EPA says it’ll ensure safety of Ghana nuclear power

The Environmental Protection Agency (EPA) Wednesday gave a firm assurance that it is working with the Nuclear Regulatory Authority to ensure all safety procedures are followed for a successful national nuclear programme.

The nuclear power programme is seeking to build and manage a nuclear plant to produce affordable electricity in a safe and environmentally friendly manner for socio-economic development.

Mr Kwabena Badu-Yeboah, the Acting Director of Environmental Assessment and Management at the EPA, in an interview with the Ghana News Agency, said the Agency had been involved in the nuclear programme since its inception.

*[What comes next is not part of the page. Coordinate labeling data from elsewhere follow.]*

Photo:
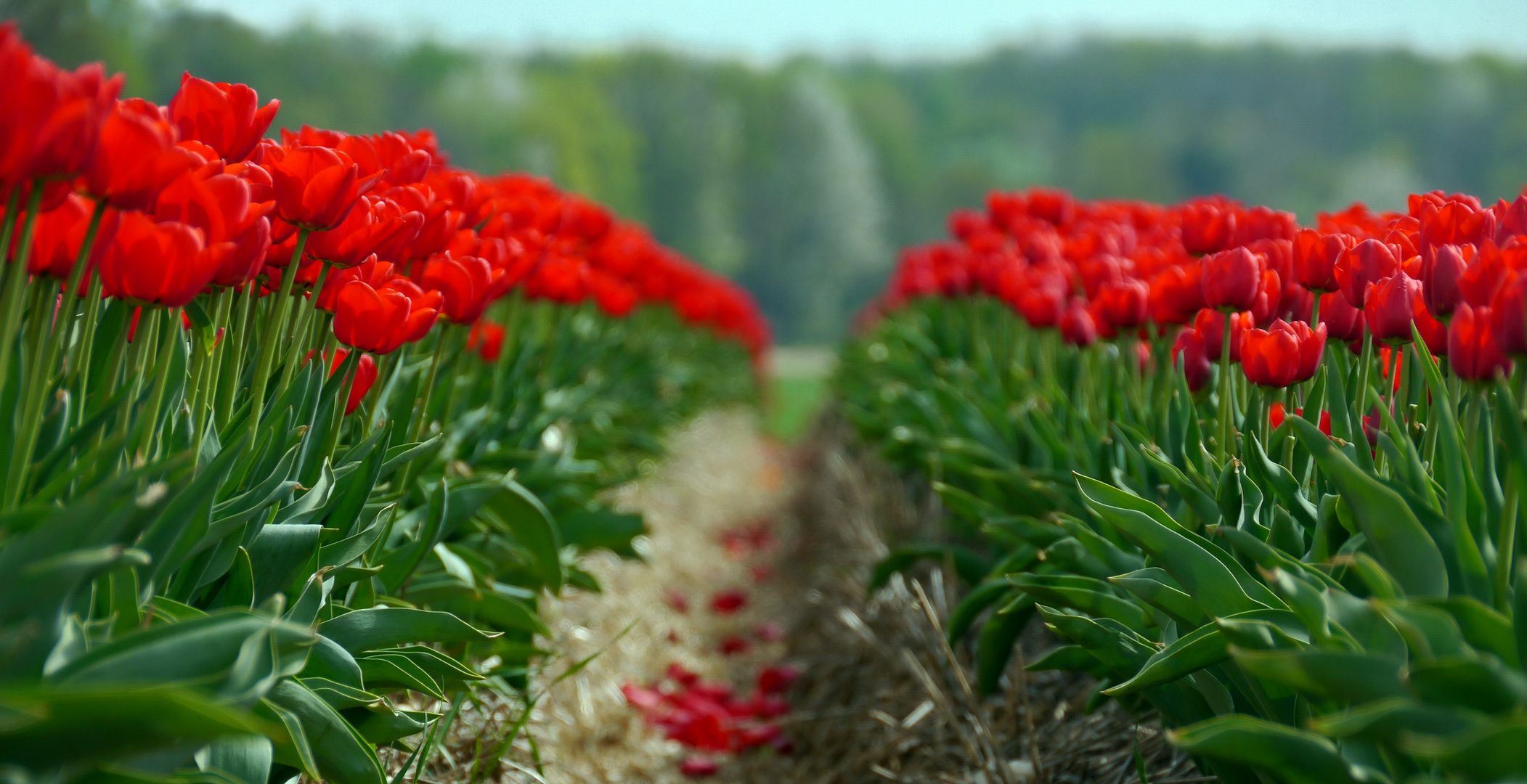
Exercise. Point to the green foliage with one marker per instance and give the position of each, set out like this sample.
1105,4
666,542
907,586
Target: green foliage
799,179
1305,611
254,601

He said EPA actively participated in the phase one of the three-milestone approaches towards the introduction of nuclear power, which included pre-feasibility study, assessment of infrastructure, financing, technology to be deployed, safety, security, and siting.

Mr Badu-Yeboah recalled that as part of the phase one a team paid a working visit to South Africa for members to be abreast of the management of the nuclear power plant.

“We are prepared for the establishment of a nuclear plant and I can guarantee the safety and security of it. People should not entertain fears of accidents similar to the ones that occurred in some jurisdictions years ago. We are taking the utmost safety standards with all stakeholders, including the International Atomic Energy Agency, for a successful programme,” he said.

The EPA, he noted, had shared information on safety and was constantly working with the Nuclear Regulatory Authority (NRA) to ensure compliance.

Mr Badu-Yeboah said the EPA and the NRA would soon sign a memorandum of understanding (MoU) to provide a platform for a seamless relationship in the management and protection of the environment.

“Under the MoU, parties shall take critical look at the NRA Act 895, EPA Act 490, Act 917 and other laws related to the environment, radiation protection and their existing regulation, and identify all areas of co-operation,” he said.

The pact would collaborate the decommissioning of nuclear facilities as well as the review and approval of the decommissioning plan, where the EPA would, particularly, be interested in the final disposal, Mr Badu-Yeboah said.

The MoU would require the constituting of a seven-member committee to prepare specific environmental assessment procedures for a nuclear power plant, he said.

Mr Badu-Yeboah said nuclear energy was the cleanest source of power essential for sustainable economic growth and improved human welfare.

Comparing Nuclear energy and other power generation sources, he said nuclear energy provided access to reliable and affordable energy, mitigating the negative impacts of climate change.

“A nuclear reactor produces electricity in much the same way as other power plants. The chain reaction produces the energy, which turns water into steam. The pressure of the steam turns a generator, which produces electricity,” he explained.

Currently there are more than 400 commercial reactors operating in more than 30 countries including the United States of America, France, Russian, South Korea, Spain, United Arab Emirates and Sweden.